C'è un altro approccio che è quello un po' sospettoso, nel senso che si pensa che qualcuno, in qualche modo, voglia tacitare le forze vive dell'organizzazione. A questo proposito ho già dimostrato l'infondatezza della posizione, spiegando come in realtà ci sia un potenziamento del settore tecnico dell'amministrazione. Bisogna guardare dentro questa amministrazione e interpretare correttamente le norme, interpretazione di buona fede, non l'interpretazione sospettosa che legge nella virgola e nell'aggettivo un tentativo, un retro-pensiero di chissà quali finalità, di burocratizzazione e di controllo della politica, perché la politica di per sé non è affatto una cattiva cosa, la politica è attività di tutti i cittadini e non può essere demonizzata. Ma neppure questo è il punto, il punto vero è che bisogna costruire un'amministrazione forte, perché è l'amministrazione, compresi i suoi tecnici, i suoi amministrativi e coloro che ci lavorano a qualunque livello, che fa politica molto di più di quella che può fare un ministro. Se un'amministrazione, perché è debole, non spende ciò che le è attribuito, aumentando il monte dei residui, fa politica, e fa delle scelte politiche, negative in questo caso, necessitate se si vuole, ma molto più rilevanti di quanto faccia un ministro con i suoi atti. Avere un'articolazione amministrativa che induce a fare delle scelte, è politica.
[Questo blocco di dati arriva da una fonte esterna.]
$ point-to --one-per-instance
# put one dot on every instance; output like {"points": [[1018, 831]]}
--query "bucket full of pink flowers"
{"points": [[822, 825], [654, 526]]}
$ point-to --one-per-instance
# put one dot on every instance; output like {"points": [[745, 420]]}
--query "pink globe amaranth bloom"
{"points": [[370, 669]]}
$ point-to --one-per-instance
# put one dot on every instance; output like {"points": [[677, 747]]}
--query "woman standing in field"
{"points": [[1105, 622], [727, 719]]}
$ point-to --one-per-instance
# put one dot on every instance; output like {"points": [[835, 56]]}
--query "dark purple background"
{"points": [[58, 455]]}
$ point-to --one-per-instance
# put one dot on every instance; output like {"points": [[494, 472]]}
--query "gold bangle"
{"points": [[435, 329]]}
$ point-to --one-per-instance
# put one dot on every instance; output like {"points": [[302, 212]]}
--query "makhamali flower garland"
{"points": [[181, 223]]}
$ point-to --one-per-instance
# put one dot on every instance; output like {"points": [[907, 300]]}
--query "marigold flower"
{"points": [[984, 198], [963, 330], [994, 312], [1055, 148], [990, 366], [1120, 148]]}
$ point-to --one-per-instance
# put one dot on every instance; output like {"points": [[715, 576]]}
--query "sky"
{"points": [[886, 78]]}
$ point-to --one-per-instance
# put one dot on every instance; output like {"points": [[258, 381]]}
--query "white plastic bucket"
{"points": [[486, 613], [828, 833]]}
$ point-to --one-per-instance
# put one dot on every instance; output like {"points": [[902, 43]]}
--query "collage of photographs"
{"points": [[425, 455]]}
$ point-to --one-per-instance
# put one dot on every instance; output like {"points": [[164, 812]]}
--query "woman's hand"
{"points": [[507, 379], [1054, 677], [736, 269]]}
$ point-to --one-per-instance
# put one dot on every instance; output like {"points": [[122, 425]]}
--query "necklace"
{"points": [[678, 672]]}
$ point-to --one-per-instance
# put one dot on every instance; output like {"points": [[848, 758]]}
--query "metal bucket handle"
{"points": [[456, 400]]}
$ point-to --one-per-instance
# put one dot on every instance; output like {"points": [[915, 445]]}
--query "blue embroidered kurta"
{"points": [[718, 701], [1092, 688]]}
Ciò che però deve essere chiaro, veramente democratico, nell'interesse dei cittadini e a tutela del patrimonio culturale di questo paese, è che le scelte devono essere espresse, non devono essere né nascoste, né implicite, né ipocrite.
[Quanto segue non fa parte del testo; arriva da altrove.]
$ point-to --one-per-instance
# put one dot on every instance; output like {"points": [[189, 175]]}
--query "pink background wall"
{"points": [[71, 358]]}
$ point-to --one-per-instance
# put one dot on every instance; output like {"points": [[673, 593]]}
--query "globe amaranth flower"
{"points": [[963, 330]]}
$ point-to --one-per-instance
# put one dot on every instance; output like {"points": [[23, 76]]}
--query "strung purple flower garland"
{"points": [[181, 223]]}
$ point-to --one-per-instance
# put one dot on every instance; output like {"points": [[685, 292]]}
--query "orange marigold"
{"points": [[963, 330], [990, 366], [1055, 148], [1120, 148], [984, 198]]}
Se l'amministrazione non è adeguata ad esercitare la funzione di tutela che ha tanto difeso, noi consegneremo, nei prossimi anni, questo paese alla speculazione, alla dimenticanza del suo passato, al suo arretramento nel campo internazionale dove si discute di nuovi diritti, di nuove tutele, di nuovi aspetti del progresso culturale.

Questo è tutto, è una scelta che si deve fare a livello legislativo di cui il regolamento costituisce solo l'attuazione.



Nota

[1] Intervento non rivisto dall'Autore.